The costs and availability of childcare is an important part of the puzzle in enabling families to make ends meet. High quality childcare boosts children’s learning and supports parents to go to work and raise family incomes. But too many families find that any financial gains from working are cancelled out by childcare costs. Unsurprisingly, many will chose not go back to work or will reduce their working hours, which can store up problems for the future by reducing lifetime earning potential and pension contributions.
It is often women that pay the price for staying at home and caring for children. Despite the introduction of shared parental leave, women normally take the majority of the time off after the arrival of a child, and weigh their earnings against childcare costs when they consider returning to work.

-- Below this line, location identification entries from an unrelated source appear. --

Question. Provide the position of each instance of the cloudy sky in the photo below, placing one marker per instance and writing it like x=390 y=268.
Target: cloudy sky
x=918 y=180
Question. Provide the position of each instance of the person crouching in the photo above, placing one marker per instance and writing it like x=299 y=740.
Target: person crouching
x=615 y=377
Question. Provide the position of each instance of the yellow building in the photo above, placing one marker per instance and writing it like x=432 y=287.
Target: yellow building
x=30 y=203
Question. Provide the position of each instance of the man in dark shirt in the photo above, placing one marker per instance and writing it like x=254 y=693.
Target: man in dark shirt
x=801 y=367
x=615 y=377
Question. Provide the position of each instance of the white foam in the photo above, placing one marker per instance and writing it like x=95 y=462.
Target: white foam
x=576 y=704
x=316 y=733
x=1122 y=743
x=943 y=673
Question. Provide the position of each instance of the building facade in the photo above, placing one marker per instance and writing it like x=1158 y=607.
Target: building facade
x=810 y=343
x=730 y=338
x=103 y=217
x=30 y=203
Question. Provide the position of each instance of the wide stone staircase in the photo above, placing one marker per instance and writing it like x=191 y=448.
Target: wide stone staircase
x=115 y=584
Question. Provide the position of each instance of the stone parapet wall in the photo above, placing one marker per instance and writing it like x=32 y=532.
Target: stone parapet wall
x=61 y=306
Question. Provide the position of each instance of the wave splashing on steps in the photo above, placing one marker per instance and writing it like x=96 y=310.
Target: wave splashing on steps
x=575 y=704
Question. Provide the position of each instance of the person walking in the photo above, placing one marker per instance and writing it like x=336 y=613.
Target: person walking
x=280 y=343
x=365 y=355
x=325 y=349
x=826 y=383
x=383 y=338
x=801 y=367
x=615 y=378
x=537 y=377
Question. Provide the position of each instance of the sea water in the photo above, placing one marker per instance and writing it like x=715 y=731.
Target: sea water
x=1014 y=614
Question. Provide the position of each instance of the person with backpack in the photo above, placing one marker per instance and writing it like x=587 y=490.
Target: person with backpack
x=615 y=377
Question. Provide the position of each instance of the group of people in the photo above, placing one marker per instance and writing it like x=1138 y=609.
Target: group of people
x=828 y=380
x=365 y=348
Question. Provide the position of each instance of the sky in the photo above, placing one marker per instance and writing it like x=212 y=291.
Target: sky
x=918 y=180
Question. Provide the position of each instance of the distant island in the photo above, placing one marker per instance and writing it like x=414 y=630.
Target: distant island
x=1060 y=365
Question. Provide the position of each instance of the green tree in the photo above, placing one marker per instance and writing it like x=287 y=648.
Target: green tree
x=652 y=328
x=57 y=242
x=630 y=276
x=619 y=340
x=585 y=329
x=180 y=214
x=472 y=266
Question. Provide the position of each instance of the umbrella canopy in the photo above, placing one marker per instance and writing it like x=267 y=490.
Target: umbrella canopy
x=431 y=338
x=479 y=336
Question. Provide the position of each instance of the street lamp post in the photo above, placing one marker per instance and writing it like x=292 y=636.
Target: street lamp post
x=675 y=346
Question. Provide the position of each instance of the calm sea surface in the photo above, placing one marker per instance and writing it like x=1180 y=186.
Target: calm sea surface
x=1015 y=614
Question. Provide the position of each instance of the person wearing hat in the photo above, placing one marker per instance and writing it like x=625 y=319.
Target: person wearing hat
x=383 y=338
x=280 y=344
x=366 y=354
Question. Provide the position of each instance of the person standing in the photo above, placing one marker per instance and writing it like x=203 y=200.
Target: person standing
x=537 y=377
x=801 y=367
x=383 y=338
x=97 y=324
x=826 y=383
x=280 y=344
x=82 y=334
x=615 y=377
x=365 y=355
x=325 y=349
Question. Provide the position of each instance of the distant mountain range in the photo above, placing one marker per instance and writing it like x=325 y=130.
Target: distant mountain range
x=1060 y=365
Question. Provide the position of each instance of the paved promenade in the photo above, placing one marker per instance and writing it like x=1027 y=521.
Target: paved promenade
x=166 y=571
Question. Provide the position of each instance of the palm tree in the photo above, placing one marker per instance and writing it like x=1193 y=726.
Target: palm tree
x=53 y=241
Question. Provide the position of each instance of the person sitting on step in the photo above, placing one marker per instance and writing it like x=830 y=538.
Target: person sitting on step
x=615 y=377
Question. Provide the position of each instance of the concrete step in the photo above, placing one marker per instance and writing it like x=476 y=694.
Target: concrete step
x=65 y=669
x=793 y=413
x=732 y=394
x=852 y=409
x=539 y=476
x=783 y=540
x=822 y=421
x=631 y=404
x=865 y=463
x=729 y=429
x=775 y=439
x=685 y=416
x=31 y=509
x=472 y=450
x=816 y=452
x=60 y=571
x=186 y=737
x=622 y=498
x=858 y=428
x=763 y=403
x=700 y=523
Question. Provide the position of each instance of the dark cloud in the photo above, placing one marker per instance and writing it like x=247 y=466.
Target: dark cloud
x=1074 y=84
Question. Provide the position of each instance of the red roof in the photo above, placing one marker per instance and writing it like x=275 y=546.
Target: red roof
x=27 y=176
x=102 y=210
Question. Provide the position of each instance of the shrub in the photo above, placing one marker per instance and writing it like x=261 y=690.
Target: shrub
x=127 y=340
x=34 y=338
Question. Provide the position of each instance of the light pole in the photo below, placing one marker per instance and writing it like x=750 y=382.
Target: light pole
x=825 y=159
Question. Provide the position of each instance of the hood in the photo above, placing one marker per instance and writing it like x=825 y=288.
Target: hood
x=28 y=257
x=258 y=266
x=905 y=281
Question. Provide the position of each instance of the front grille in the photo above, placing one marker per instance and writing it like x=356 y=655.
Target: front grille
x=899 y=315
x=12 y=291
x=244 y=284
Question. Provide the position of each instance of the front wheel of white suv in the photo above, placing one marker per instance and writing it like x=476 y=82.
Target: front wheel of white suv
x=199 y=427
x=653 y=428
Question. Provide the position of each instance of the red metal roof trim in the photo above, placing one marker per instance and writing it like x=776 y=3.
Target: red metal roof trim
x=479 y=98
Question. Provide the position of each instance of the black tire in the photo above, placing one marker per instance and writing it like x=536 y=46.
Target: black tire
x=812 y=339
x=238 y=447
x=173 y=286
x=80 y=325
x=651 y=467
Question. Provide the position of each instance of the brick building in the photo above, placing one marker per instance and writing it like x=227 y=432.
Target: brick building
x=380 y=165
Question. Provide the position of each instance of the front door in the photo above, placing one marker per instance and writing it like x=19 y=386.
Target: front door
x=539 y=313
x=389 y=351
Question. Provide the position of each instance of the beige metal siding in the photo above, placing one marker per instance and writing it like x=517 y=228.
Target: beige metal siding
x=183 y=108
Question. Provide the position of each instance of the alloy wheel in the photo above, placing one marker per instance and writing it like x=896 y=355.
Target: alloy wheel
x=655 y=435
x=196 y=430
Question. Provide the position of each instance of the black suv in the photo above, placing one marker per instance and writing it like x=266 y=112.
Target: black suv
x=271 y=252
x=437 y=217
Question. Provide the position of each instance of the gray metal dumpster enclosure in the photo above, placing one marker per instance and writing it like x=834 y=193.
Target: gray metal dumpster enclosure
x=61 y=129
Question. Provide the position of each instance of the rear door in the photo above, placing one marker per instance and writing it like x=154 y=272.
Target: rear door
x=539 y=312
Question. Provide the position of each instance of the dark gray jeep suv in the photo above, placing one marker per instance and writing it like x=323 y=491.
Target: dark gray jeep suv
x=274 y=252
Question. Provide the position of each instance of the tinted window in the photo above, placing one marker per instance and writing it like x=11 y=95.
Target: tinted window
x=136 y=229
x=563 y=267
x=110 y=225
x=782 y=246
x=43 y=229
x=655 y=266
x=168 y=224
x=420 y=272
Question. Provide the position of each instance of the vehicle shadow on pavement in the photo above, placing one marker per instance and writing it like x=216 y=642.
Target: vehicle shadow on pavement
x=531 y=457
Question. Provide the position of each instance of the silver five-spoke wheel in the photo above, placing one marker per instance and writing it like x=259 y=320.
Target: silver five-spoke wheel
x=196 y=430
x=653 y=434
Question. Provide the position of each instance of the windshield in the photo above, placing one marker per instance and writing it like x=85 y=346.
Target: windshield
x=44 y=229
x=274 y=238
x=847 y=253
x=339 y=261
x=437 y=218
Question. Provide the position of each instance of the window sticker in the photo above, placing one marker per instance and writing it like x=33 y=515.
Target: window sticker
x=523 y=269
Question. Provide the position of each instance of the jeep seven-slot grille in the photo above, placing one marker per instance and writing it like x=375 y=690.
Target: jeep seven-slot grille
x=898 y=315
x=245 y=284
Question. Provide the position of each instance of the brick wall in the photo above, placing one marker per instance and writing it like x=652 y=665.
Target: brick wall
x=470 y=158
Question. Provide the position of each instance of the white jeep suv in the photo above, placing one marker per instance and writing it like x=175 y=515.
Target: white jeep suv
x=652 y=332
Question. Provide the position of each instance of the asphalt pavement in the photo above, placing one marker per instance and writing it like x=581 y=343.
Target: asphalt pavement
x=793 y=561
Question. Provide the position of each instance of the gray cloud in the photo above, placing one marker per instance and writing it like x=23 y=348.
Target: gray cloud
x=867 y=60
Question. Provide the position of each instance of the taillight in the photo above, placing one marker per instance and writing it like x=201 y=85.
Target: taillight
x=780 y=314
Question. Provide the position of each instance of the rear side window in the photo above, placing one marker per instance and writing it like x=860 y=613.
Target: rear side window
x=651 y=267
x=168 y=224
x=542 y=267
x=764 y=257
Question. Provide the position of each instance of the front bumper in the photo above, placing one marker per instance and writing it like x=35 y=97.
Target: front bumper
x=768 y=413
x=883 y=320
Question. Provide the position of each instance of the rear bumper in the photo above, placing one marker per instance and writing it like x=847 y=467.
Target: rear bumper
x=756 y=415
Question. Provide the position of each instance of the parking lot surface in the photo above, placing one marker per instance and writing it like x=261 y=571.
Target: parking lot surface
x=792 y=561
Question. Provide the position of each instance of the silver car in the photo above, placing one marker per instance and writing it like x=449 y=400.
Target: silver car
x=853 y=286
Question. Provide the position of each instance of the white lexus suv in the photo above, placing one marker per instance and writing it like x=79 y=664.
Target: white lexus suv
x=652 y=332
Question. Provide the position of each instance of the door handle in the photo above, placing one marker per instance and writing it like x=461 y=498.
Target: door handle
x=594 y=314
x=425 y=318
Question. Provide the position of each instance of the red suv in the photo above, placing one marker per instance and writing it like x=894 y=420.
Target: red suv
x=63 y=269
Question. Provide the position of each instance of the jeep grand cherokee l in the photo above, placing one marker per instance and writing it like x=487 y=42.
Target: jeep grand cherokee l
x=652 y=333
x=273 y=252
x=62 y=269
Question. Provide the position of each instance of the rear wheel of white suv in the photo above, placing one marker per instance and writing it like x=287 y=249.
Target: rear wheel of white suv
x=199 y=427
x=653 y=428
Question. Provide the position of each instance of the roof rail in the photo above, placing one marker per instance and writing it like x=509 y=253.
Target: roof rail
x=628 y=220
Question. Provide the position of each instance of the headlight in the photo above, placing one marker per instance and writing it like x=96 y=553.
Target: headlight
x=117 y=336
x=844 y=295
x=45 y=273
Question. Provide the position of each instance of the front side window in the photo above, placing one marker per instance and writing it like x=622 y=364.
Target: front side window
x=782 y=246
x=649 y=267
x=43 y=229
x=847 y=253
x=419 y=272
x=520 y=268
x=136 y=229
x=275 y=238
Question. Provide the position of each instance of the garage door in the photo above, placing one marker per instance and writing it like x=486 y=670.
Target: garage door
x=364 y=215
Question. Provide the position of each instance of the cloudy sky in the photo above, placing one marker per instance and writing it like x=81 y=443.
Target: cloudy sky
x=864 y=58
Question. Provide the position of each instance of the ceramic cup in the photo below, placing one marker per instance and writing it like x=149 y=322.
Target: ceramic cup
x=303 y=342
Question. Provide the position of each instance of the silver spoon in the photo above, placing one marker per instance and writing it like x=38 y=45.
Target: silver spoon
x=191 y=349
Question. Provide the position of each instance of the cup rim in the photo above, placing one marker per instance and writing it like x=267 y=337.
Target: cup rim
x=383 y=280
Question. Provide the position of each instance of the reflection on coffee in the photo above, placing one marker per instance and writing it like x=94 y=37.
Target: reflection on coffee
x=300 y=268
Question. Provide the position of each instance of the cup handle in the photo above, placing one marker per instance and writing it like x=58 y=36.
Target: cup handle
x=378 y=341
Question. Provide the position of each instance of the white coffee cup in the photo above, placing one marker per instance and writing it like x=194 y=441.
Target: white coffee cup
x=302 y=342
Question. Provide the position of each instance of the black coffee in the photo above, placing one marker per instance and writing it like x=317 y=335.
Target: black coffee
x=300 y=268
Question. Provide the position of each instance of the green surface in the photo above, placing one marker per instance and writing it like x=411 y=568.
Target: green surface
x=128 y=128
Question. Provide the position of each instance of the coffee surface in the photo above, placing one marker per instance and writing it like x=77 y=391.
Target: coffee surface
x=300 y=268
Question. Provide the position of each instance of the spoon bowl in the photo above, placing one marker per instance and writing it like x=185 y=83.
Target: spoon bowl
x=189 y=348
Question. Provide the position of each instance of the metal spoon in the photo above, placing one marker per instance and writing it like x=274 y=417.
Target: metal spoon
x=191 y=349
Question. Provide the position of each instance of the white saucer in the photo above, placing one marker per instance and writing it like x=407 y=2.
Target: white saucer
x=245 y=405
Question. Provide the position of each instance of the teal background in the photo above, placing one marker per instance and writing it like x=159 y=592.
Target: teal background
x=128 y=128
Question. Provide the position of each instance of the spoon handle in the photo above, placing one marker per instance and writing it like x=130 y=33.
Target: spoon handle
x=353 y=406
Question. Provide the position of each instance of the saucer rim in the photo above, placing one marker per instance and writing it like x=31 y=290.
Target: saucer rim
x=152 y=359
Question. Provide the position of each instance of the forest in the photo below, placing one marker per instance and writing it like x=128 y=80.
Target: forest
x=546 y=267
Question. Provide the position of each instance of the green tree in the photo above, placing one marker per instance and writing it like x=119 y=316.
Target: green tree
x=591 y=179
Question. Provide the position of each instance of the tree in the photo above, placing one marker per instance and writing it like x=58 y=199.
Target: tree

The gender pay gap widens significantly after the arrival of a child and does not narrow ever again even once children are fully grown.
Lone parent families fare particularly badly: 75 per cent of children living with just one parent fall below the minimum income standard. 91 per cent of lone parents are women. The availability of affordable childcare can be particularly important for lone parent households. When you can’t share childcare with a partner, every hour that you are working requires at least one hour of childcare. The high cost of this care can mean that working your way out of poverty remains a pipe dream.
The Government have rightly recognised the need for and benefits of investing in childcare. From September, working parents of 3 and 4 year olds will benefit from an additional 15 hours of free childcare per week during term time. Others benefit from universal credit, tax credits, childcare vouchers or tax free childcare. But parents can find it difficult to navigate this range of different schemes and some parents with very young children can find that support is limited despite the high costs they are facing. We need a simple, efficient system that makes sure that every parent is better off working once childcare costs are paid.